Just as life cannot be reduced to matter, conscious awareness—ordinary or nonordinary—cannot be reduced to brain states. According to philosopher Evan Thompson, neuroscience’s foundational assumption that the mind is in the brain is confused. “It’s like saying that flight is inside the wings of a bird. . . . You need a brain, just as the bird needs wings, but the mind exists at a different level.”1 Moreover, despite the loose correspondences that can be found between subjective consciousness and objective brain activity, the entire project of charting the neural correlates of consciousness is called into question by numerous, carefully documented near­death experiences demonstrating that consciousness and even perception can continue when the brain is effectively dead.
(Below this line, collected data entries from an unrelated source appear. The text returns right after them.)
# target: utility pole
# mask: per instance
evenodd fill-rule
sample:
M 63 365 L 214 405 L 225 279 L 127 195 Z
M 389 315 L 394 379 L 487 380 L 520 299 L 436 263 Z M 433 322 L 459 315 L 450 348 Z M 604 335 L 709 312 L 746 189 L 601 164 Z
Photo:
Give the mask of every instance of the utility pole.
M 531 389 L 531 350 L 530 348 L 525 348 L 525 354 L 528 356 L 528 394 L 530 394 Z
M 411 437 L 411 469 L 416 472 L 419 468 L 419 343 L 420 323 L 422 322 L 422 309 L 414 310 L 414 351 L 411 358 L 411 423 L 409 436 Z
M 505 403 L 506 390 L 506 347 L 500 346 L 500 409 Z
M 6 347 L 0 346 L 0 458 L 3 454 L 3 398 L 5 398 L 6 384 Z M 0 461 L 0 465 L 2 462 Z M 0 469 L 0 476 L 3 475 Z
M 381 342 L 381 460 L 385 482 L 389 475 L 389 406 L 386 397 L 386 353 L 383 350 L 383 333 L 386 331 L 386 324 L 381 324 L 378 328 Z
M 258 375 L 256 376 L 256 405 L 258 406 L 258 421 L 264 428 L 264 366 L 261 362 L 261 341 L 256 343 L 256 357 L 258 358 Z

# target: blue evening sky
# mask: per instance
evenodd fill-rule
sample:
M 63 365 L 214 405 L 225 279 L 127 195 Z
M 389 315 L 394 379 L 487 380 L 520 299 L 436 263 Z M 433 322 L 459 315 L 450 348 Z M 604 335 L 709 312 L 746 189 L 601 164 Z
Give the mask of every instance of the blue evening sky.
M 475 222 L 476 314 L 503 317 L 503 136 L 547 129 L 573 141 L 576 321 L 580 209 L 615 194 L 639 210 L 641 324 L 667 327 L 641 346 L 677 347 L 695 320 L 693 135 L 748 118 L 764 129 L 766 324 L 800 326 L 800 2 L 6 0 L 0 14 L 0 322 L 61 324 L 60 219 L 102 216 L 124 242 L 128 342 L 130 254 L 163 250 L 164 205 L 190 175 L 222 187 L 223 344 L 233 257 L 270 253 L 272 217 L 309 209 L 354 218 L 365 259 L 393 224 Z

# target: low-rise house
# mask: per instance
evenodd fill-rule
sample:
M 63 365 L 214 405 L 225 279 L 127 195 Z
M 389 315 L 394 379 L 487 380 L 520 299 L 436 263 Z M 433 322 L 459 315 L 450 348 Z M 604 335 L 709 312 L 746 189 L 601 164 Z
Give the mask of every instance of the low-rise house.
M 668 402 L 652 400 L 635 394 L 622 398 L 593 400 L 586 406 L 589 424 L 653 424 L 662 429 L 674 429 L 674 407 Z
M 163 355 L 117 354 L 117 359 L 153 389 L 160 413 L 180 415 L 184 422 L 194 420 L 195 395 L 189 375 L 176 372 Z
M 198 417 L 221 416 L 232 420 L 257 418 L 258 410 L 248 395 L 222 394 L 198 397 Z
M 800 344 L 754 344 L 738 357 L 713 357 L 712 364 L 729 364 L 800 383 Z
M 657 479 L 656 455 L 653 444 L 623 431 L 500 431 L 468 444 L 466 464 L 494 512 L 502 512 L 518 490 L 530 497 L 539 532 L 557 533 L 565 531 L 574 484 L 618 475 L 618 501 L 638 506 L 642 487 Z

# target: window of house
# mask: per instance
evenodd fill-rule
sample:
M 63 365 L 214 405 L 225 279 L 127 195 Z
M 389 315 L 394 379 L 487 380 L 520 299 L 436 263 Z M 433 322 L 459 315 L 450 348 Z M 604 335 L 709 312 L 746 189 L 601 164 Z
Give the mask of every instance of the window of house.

Interestingly, the idea that spiritual experience cannot be reduced to the brain may at first seem to be challenged by the case of psychedelic drugs, which appear to act as powerful triggers of such experiences merely by the ingestion of certain brain­altering chemicals. Researchers have found that psychedelic substances mimic the brain’s natural neurotransmitters, either blocking or releasing chemicals naturally produced by the brain, such as serotonin, dopamine, and norepinephrine. Different psychedelics result in distinct experiences by producing unique combinations of inhibition and release, altering the brain’s chemistry in a manner that can be compared to the playing of a musical instrument. Extending the analogy, we can see how each kind of entheogen plays a unique set of “chords on the keyboard” of the brain’s neurotransmitter receptor sites, which results in the distinct versions of psychedelic experience.2

Neurophysiologists who have never experienced a powerful psychedelic journey may be attracted to the reductionist implications of these chemical triggers of spiritual experience, but most of those who have actually had such experiences know better. That is, entheogens clearly reveal an expanded dimension of reality, and becoming aware of the very presence of such an enlarged reality serves as a spiritual teaching in itself. And despite some claims to the contrary, such experiences cannot be induced in their fullness through breath work, ecstatic dance, meditation, or other nonpharmacological techniques. This is why psychedelic spiritual experience must be recognized as a distinct category of its own and not merely a shortcut to classic mystical experiences better achieved through natural practices.

Initiation into the spiritual insights provided by entheogens reveals how we are truly “behind a veil” in our ordinary state of awareness. From the inside, the phenomenology of practically all psychedelic substances points to a conception of the brain not as a generator of consciousness itself, but as a filter or “reducing valve” limiting our perception of the larger reality that is all around us, so we can function in the everyday world. In fact, neuroscience may eventually show that the brain can be more accurately conceived as a receiver or “antenna” for consciousness rather than as an original generator of it.

Regarding the relationship between neurotheology and spiritual experience in general, it must be acknowledged that much of what we experience is clearly determined by our physiology. We are also determined to a great extent by the larger cultural structures we use to make meaning. But in between the deterministic influences of both our brains and our culture, we each have a small degree of freedom. And it is through this gift of freedom that we are privileged to serve as authentic agents of evolution.

Notes:

  1. Quoted from “The Embodied Mind: An Interview with Philosopher Evan Thompson” in Tricycle: The Buddhist Review 24, no. 1 (Fall 2014), 40.
  2. The “chords on the keyboard” analogy is from Neal M. Goldsmith, 
Psychedelic Healing: The Promise of Entheogens for Psychotherapy and Spiritual Development (Rochester, VT: Healing Arts Press, 2011), 110.